Somatic Structures Somatic stages of ascomycetes may be single-celled, mycelial or
dimorphic A large proportion of the cell walls of filamentous ascomycetes is chitin In the
yeasts (Saccharomycetales) mannans and ß-1,3 glucans are the principal wall
polysaccharides, and only limited amounts of chitin are present, often restricted to bud scars
In ascomycetes the hyphal wall appears two-layered, with a thick translucent inner layer
and a dense, thin outer layer. Some basidiomycete walls are characterized by several
interspersed dense and translucent layers, but this is not universal. Hyphae of ascomycetes
are divided into compartments by septa that form from the hyphal periphery and advance
toward the center, thus invaginating the plasma membrane. In most ascomycetes a small
circular opening or pore is left near the center of the septum through which the plasma
membrane and cytoplasm extend from one hyphal compartment to the next. In the
filamentous ascomycete septum, the potential exists for cytoplasmic continuity between all
parts of the mycelium; septal pores may be plugged or blocked by various types of
membrane-bound structures
Woronin bodies are spherical, hexagonal, or rectangular membrane bound structures with a
crystalline protein matrix that usually are associated with the septum; elevated levels of
nitrogen, sulfur, and phosphorus in Woronin bodies when they were compared to the
adjacent cell walls of the species they studied. Woronin bodies frequently plug the septal
pores of hyphae and it is believed that they serve to separate aging or damaged hyphae from
the rest of the mycelium, but details of their exact function remain unknown. In addition to
the Woronin bodies that may plug septal pores, a more complex structure occurs in some
filamentous ascomycetes; septal pore organelles, often shaped like pulley wheels, that are
distributed in parts of the mycelium so that structures involved in sexual reproduction
routinely are isolated from other regions of the mycelium. They usually are found at the base
of asci and sterile parts of the hymenium of the ascocarp.

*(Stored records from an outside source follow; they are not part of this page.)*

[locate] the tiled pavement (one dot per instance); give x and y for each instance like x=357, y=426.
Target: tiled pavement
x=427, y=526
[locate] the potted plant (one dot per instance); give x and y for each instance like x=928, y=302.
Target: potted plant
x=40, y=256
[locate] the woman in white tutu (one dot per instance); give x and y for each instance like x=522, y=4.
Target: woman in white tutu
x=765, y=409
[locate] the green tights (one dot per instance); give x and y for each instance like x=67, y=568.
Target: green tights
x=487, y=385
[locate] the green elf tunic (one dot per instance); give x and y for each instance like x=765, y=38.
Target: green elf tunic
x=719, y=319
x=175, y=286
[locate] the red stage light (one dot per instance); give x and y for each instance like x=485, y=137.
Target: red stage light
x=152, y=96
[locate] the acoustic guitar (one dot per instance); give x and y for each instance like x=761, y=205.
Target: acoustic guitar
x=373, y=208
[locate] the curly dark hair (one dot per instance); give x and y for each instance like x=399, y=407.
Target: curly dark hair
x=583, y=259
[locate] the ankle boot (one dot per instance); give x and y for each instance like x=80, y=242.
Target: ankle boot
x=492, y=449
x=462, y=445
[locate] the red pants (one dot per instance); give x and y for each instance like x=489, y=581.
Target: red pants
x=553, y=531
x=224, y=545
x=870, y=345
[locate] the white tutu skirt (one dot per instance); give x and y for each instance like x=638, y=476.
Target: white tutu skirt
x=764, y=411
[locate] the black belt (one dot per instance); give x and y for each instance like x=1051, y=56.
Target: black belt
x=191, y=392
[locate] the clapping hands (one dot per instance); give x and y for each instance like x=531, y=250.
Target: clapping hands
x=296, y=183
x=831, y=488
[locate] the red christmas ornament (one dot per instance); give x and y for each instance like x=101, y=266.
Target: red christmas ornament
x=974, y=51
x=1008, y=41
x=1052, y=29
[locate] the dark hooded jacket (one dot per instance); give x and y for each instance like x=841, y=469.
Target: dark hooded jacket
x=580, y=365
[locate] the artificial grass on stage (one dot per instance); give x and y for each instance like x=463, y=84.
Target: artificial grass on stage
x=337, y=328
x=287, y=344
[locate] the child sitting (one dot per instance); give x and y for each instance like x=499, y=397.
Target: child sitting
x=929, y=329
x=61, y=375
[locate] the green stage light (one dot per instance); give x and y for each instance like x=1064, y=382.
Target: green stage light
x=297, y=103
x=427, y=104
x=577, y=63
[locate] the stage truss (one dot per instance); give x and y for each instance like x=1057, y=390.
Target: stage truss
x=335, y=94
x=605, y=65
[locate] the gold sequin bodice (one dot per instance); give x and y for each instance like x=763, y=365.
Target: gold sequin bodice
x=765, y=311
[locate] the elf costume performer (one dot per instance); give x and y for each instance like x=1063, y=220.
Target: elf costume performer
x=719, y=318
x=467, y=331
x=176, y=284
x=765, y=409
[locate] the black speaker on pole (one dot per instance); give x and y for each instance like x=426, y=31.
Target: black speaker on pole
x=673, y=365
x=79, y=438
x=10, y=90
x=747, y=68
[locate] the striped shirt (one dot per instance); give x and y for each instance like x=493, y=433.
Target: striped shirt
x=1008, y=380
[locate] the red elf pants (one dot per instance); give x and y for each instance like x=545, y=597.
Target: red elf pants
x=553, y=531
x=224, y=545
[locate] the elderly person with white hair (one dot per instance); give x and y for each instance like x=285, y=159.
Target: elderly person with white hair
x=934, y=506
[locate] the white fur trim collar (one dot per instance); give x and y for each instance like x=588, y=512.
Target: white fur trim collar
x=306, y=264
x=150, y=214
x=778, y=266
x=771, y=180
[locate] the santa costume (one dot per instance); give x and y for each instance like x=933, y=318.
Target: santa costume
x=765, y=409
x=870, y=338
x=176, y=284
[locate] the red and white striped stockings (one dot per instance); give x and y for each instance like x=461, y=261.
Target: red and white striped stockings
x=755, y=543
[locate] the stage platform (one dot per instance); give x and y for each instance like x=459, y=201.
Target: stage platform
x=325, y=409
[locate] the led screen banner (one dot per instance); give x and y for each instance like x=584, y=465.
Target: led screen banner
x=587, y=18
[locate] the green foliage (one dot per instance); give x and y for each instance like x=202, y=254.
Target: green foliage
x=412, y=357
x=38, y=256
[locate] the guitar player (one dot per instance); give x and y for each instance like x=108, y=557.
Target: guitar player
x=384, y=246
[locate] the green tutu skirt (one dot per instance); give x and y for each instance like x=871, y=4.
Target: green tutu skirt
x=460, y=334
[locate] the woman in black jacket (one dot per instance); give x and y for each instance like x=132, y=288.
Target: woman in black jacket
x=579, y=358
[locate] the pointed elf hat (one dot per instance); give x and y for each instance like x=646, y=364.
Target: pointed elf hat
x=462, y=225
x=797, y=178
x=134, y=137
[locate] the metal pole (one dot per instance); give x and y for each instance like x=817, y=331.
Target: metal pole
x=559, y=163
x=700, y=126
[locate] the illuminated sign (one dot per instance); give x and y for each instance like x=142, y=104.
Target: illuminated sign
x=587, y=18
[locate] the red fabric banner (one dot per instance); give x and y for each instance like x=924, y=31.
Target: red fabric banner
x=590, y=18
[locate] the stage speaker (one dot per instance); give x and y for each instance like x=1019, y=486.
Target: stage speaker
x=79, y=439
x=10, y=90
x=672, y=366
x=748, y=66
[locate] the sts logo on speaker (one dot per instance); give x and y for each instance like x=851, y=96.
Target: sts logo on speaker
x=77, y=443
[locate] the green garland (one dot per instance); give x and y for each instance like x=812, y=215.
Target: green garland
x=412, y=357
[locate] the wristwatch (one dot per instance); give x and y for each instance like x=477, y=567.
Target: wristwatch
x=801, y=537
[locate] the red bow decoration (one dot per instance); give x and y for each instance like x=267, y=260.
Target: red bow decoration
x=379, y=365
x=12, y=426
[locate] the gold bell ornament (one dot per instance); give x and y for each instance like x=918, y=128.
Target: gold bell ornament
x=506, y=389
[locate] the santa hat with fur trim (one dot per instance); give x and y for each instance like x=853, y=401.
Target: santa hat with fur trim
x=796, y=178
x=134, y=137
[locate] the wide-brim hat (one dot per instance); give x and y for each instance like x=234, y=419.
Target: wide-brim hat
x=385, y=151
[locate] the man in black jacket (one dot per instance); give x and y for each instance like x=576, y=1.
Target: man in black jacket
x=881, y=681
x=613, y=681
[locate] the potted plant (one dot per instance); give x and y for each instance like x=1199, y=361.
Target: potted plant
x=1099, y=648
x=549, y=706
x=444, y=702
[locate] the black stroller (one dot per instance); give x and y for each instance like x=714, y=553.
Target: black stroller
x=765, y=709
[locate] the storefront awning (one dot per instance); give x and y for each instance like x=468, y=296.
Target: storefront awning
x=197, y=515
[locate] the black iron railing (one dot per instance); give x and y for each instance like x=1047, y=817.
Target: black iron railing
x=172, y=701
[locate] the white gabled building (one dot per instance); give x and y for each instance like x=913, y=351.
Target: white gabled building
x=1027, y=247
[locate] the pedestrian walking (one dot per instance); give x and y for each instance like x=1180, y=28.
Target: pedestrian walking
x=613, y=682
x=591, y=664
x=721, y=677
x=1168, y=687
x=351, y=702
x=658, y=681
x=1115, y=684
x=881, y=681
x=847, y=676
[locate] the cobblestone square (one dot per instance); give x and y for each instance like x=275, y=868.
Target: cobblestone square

Hyphal compartments often are uninucleate, but mycelia consisting of multinucleate cells
are well known. The perforations in the hyphal septa permit nuclei to migrate from one
compartment of a hypha to another; the ability of nuclei to migrate throughout the mycelium
is important in the phenomenom of heterokaryosis Ascomycete mycelium may be organized
into fungal tissues (plectenchyma); If such a tissue is loosely woven and the mycelial
strands are more or less evident, it is known as prosenchyma. If, however, the hyphae have
lost their individuality and the cells are more or less isodiametric, closely resembling the
parenchyma of plants, it is known as pseudoparenchyma.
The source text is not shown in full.